When I discuss backup and recovery success metrics with customers, the question that keeps coming up is “what are desirable metrics to achieve?” I.e., if you were to broadly look at the data protection industry, what should we consider to be suitable metrics to aim for?
Bearing in mind I preach at the alter of Zero Error Policies, one might think that my aim is a 100% success rate for backups, but this isn’t quite the case. In particular, I recognise that errors will periodically occur – the purpose of a zero error policy is to eliminate repetitive errors, and ensure that no error goes unexplained. It is not however a blanket requirement that no error happens.
So what metrics do I recommend? They’re pretty simple:
- Recoveries – 100% of recoveries should succeed.
- Backups – 95-98% of backups should succeed.
That’s right – 100% of recoveries should succeed. Ultimately it doesn’t matter how successful (or apparently) successful your backups are, it’s the recoveries that matter. Remembering that we equate data protection to insurance policies, you can see that the goal is that 100% of “insurance claims” can be fulfilled.
Since 100% of recoveries should succeed, that metric is easy enough to understand – for every one recovery done, one recovery must succeed.
For backups though, we have to consider what constitutes a backup. In particular, if we consider this in terms of NetWorker, I’d suggest that you want to consider each saveset as a backup. As such, you want 95-98% of savesets to succeed.

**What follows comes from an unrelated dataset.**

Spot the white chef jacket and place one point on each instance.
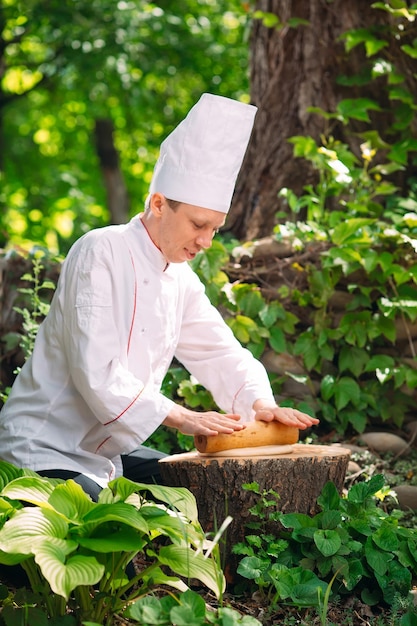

This makes it relatively easy to confirm whether you’re meeting your backup targets. For instance, if you have 20 Linux hosts in your backup environment (including the backup server), and each host has 4 filesystems, then you’ll around 102 savesets on a nightly basis:
- 20 x 4 filesystems = 80 savesets
- 20 index savesets
- 1 bootstrap saveset
- 1 NMC database saveset
98% of 102 is 100 savesets (rounded), and 95% of 102 is 97 savesets, rounded. I specify a range there because on any given day it should be OK to hit the low mark, so long as a rolling average hits the high mark or, at bare minimum, sits comfortably between the low and the high mark for success rates. Of course, this is again tempered by the zero error policy guidelines; effectively, as much as possible, those errors should be unique or non-repeating.

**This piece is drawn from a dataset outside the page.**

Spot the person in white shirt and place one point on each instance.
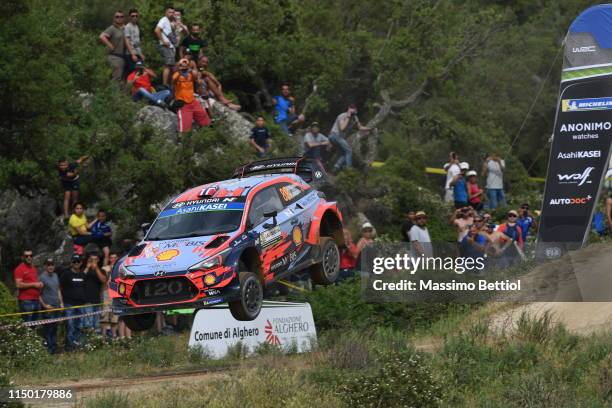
(452, 169)
(419, 236)
(167, 43)
(493, 169)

You might wonder why I don’t call for a 100% success rate with backups – quite frankly much as it may be highly desirable, given the nature of a backup system – to touch on so many parts of an operating IT environment, it’s also one of the most vulnerable systems to unexpected events. You can design the hell out of a backup system, but you’ll still get an error if mid-way through a backup a client crashes, or a tape drive fails. So what I’m actually asserting with that 2-5% failure rate is the “nature of the beast” style failures: hardware issues, Murphy’s Law and OS/software issues.
Those are metrics you not only can depend on, but you should depend on, too.